At work I have plenty of time to listen to music. Although I usually let my iPod decide the next song, occasionally I get musical yearnings. This week I was seized by the desire to listen to all the Carpenters songs in my music library.
Ah, the Carpenters. There has been something of a critical redemption for them in the last decade or so, but for years they were shorthand for the clean-cut, all-American, white, Christian, and terminally unhip. And let’s be honest, they were clean-cut, all-American, white, Christian, and terminally unhip. Given that the majority of the Carpenters career was the 1970’s, they were very much not a part of the zeitgeist. Rather they were a throwback to the conformity of the 1950’s. Richard Nixon liked them (allegedly); therefore the Carpenters were unpopular with the rock n’ roll loving youth, their rock rebel icons, and the rock critics who proclaimed themselves the gatekeepers of cool. Which is not to say the Carpenters were unpopular or unloved. Quite the contrary; they are one of the best-selling musical groups of all time. They are many good things–influential, iconic, beloved throughout the world. Hell, they were even innovative in their own way. But “cool” they were not.
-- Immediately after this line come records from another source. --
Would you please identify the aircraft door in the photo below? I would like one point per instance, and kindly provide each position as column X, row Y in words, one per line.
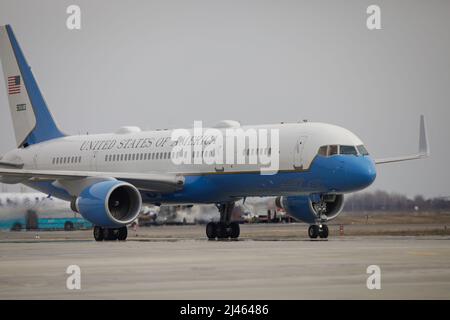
column 93, row 162
column 298, row 152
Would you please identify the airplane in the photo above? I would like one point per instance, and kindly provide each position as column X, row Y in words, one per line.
column 107, row 177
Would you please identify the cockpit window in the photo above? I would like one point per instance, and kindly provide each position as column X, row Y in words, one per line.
column 323, row 151
column 348, row 150
column 362, row 150
column 332, row 150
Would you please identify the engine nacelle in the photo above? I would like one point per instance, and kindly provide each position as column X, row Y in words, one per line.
column 306, row 209
column 109, row 203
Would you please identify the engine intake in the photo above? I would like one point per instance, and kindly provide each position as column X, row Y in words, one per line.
column 109, row 203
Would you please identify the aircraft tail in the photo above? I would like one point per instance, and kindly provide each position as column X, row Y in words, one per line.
column 32, row 121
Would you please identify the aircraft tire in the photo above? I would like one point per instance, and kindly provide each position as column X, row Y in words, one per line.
column 98, row 233
column 313, row 231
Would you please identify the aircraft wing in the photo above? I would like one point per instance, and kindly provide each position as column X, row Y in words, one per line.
column 143, row 181
column 424, row 150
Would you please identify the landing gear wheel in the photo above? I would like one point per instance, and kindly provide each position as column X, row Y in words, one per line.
column 221, row 230
column 109, row 234
column 122, row 234
column 323, row 232
column 98, row 233
column 313, row 231
column 211, row 230
column 235, row 230
column 68, row 226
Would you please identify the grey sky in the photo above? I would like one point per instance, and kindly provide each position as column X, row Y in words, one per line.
column 167, row 63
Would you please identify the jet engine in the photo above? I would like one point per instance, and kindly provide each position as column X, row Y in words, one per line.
column 109, row 203
column 311, row 208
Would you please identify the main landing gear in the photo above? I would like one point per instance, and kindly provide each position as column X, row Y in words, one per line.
column 315, row 231
column 110, row 234
column 319, row 229
column 223, row 229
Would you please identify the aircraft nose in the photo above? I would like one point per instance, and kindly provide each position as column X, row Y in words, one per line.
column 363, row 172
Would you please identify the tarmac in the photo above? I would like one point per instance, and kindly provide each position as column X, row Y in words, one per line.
column 177, row 262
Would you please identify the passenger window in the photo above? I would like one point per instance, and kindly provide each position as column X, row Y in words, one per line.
column 332, row 150
column 323, row 151
column 348, row 150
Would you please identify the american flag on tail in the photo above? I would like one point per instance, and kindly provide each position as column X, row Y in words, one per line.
column 14, row 85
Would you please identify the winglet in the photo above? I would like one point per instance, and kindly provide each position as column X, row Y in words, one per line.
column 424, row 150
column 423, row 139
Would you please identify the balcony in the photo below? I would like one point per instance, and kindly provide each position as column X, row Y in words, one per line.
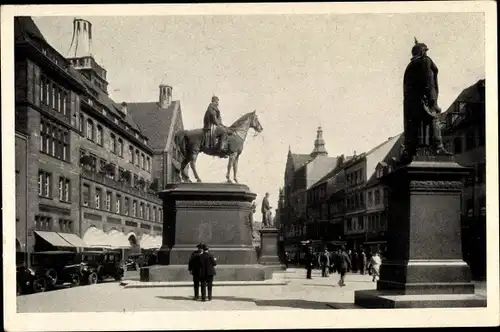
column 119, row 186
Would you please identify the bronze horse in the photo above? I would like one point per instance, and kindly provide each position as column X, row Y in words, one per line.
column 191, row 142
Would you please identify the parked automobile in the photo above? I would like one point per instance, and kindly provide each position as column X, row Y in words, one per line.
column 102, row 265
column 58, row 267
column 28, row 281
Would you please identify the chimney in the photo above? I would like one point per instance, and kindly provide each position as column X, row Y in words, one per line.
column 81, row 45
column 165, row 95
column 124, row 108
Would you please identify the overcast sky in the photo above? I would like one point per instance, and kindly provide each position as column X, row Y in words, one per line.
column 343, row 72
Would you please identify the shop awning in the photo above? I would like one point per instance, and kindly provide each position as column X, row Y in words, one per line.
column 74, row 239
column 54, row 238
column 118, row 240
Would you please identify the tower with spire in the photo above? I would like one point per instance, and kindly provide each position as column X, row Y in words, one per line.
column 319, row 145
column 80, row 55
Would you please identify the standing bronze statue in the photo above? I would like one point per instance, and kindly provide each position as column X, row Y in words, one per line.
column 214, row 129
column 191, row 142
column 422, row 132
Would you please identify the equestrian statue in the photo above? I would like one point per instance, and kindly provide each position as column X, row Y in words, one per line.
column 215, row 139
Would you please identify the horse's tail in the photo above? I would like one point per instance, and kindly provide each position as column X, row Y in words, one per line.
column 180, row 141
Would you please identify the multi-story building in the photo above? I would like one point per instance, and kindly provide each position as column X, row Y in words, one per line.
column 464, row 134
column 325, row 206
column 160, row 121
column 82, row 179
column 360, row 185
column 301, row 172
column 47, row 171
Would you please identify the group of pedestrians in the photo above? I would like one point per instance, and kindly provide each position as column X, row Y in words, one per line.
column 343, row 261
column 202, row 267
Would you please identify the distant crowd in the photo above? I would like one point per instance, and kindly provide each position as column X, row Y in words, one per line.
column 341, row 261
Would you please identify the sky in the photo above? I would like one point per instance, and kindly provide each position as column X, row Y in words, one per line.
column 340, row 71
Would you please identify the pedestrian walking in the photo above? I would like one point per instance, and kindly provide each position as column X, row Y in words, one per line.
column 207, row 273
column 194, row 269
column 324, row 261
column 309, row 262
column 375, row 264
column 362, row 262
column 344, row 264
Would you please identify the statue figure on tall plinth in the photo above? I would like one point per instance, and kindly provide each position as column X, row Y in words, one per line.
column 422, row 132
column 231, row 140
column 266, row 212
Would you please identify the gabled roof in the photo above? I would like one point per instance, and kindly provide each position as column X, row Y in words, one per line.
column 24, row 25
column 300, row 160
column 155, row 122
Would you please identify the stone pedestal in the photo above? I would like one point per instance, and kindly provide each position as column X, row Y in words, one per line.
column 212, row 213
column 424, row 258
column 269, row 247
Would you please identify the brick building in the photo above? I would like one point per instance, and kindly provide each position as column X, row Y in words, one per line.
column 464, row 134
column 160, row 121
column 88, row 164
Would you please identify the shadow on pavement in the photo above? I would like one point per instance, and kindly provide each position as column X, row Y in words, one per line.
column 288, row 303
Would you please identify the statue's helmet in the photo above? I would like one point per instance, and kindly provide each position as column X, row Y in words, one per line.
column 419, row 48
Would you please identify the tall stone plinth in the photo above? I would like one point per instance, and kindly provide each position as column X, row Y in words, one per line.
column 211, row 213
column 424, row 266
column 269, row 247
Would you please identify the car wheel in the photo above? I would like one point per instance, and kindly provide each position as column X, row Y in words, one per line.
column 92, row 279
column 51, row 274
column 75, row 280
column 39, row 285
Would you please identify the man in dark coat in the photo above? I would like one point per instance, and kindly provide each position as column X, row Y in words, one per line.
column 420, row 103
column 194, row 269
column 207, row 273
column 266, row 209
column 212, row 123
column 309, row 261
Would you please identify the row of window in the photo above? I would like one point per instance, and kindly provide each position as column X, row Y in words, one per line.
column 118, row 174
column 113, row 202
column 54, row 140
column 45, row 187
column 53, row 96
column 354, row 178
column 95, row 134
column 45, row 223
column 470, row 141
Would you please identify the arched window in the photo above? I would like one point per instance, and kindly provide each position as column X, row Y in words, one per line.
column 90, row 130
column 99, row 135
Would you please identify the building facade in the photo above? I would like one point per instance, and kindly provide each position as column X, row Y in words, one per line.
column 464, row 134
column 87, row 163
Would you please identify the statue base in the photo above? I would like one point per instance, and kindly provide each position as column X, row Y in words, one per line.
column 424, row 266
column 269, row 247
column 216, row 214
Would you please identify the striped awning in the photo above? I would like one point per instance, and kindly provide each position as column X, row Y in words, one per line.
column 74, row 239
column 54, row 239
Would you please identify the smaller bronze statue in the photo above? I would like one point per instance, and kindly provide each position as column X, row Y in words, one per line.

What made the Carpenters special was Karen Carpenter’s voice. She had a contralto unlike any ever heard to that point. It was deep, clear, flawless, had a very dark timbre, and was astoundingly beautiful. But prose cannot do her voice justice. That’s because the stunning emotional impact of her voice has to be heard. Regardless of the song, Karen always sounded sad, or more accurately melancholy. Even in the most cheerful of lyrics, the listener can detect world-weariness, as though Karen knew the happiness would not last. The sad songs were absolutely heart-rending.
Very few singers do sad consistently well because it is so easy to veer into parody. Dusty and Billie are the only two others who I can think off-hand, but Karen was unlike either of them. Whereas Dusty and Billie seem to fall apart during the course of the song, Karen was something of an absent genius. You hear the pain and sorrow, but she keeps you at a distance. (This is actually the flip side of the accusation often thrown at Ella Fitzgerald–her blanket refusal to tap into sadness or depression even when singing sad songs was also–unfairly–seen as being distant.)
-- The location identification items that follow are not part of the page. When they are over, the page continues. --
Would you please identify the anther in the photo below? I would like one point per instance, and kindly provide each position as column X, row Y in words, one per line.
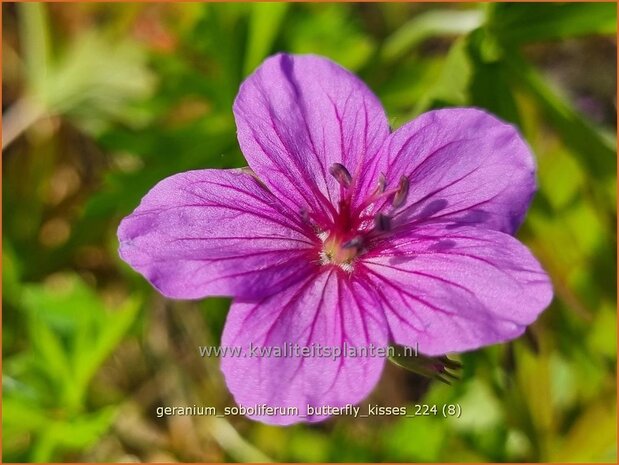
column 400, row 196
column 382, row 222
column 354, row 243
column 341, row 174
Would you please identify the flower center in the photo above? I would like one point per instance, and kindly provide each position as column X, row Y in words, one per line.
column 351, row 232
column 336, row 251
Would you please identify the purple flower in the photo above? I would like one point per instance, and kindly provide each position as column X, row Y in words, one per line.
column 345, row 233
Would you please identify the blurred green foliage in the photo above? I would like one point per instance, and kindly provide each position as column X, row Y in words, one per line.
column 104, row 100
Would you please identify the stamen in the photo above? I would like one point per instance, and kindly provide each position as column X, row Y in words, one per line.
column 380, row 186
column 400, row 196
column 382, row 222
column 354, row 243
column 341, row 174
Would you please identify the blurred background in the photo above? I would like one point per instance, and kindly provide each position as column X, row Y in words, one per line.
column 101, row 101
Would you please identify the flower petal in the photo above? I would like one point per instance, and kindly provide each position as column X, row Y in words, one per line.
column 214, row 232
column 464, row 166
column 328, row 311
column 296, row 116
column 457, row 290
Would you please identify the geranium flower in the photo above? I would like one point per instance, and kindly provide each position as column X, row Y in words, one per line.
column 345, row 233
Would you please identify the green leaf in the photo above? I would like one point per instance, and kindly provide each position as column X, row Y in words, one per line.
column 264, row 23
column 519, row 23
column 595, row 152
column 430, row 24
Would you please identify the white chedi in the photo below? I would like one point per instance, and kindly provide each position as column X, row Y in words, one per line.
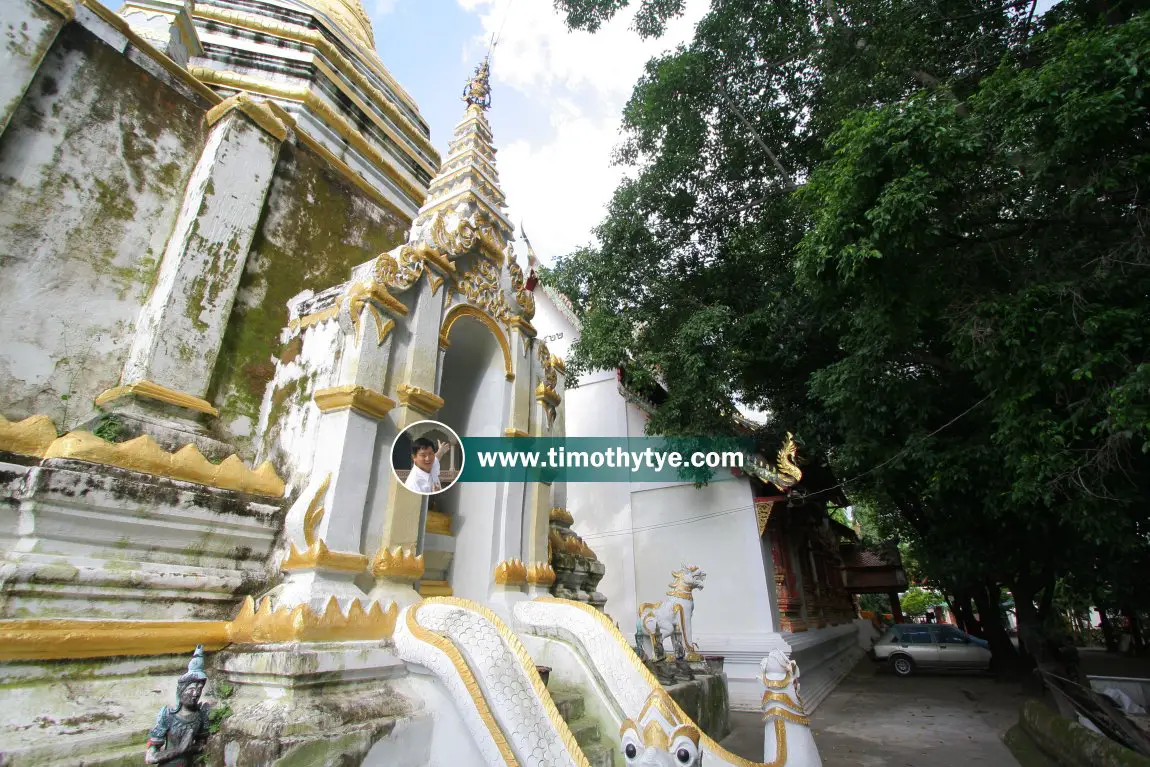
column 787, row 737
column 672, row 618
column 660, row 737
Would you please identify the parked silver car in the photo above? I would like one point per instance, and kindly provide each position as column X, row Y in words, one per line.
column 910, row 646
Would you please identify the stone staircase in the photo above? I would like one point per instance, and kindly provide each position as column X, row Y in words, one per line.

That distance was amplified by Richard Carpenter’s production. Karen was the heart, soul, and glue of the duo, but only Richard could properly showcase her. His arrangements are spectacular, and the way that he looped her voice is near-miraculous: a symphony orchestra of Karens singing in either perfect unison or perfect harmony.
Everyone has their favorite Carpenters song; I have a few myself. The one that I believe to be their greatest however, is “Superstar”, a song whose lyrics are completely at odds with Richard and Karen’s clean-cut image. Allegedly written about Eric Clapton, “Superstar” is a groupie’s tale about a rock n’ roll star who slept with her and promised to come back but never did (and never will.) The song’s narrator knows she was used, yet she nevertheless holds out hope for his return.
The original version of the song was actually called “Groupie (Superstar)”, and there is an explicit line about sex: “And I can hardly wait to sleep with you again.” Every version before the Carpenters used those lyrics, but the Carpenters could not. Instead “sleep” was changed to “be”. This is not a big lyrical change per se, but it is more suited to Karen’s naturally innocent voice and image. It also changes the song’s story for the better.
When earlier singers sang “Superstar,” there was a tendency to go over the top (kind of like groupies themselves), but Karen underplays the emotion. She is not just some groupie; she is an innocent kid who fell in love with the superstar, lost her virginity to him, and desperately believes that he will be back. She doesn’t just want to sleep with him, she wants to be with him. This time it’s the listener and not the singer who knows that he won’t be back and that her heart will be broken. The effect is devastating.
Don’t believe me? Listen to it again.
Not coincidentally, “Superstar” is the name of the controversial (and banned) Todd Haynes movie about the life of Karen Carpenter as portrayed by Barbie dolls.
Sadly Karen died because of complications due to anorexia nervosa. If there is a heaven, one would imagine that all the angels sing like Karen Carpenter.
Music I listened to while writing this post: Adele “Someone Like You”; Carpenters “All You Get From Love is a Love Song”, “Bless the Beasts and the Children”, “Let Me Be the One”, “Close to You”, “Superstar”, “Can’t Smile Without You”, “Those Good Old Dreams”, “For All We Know”.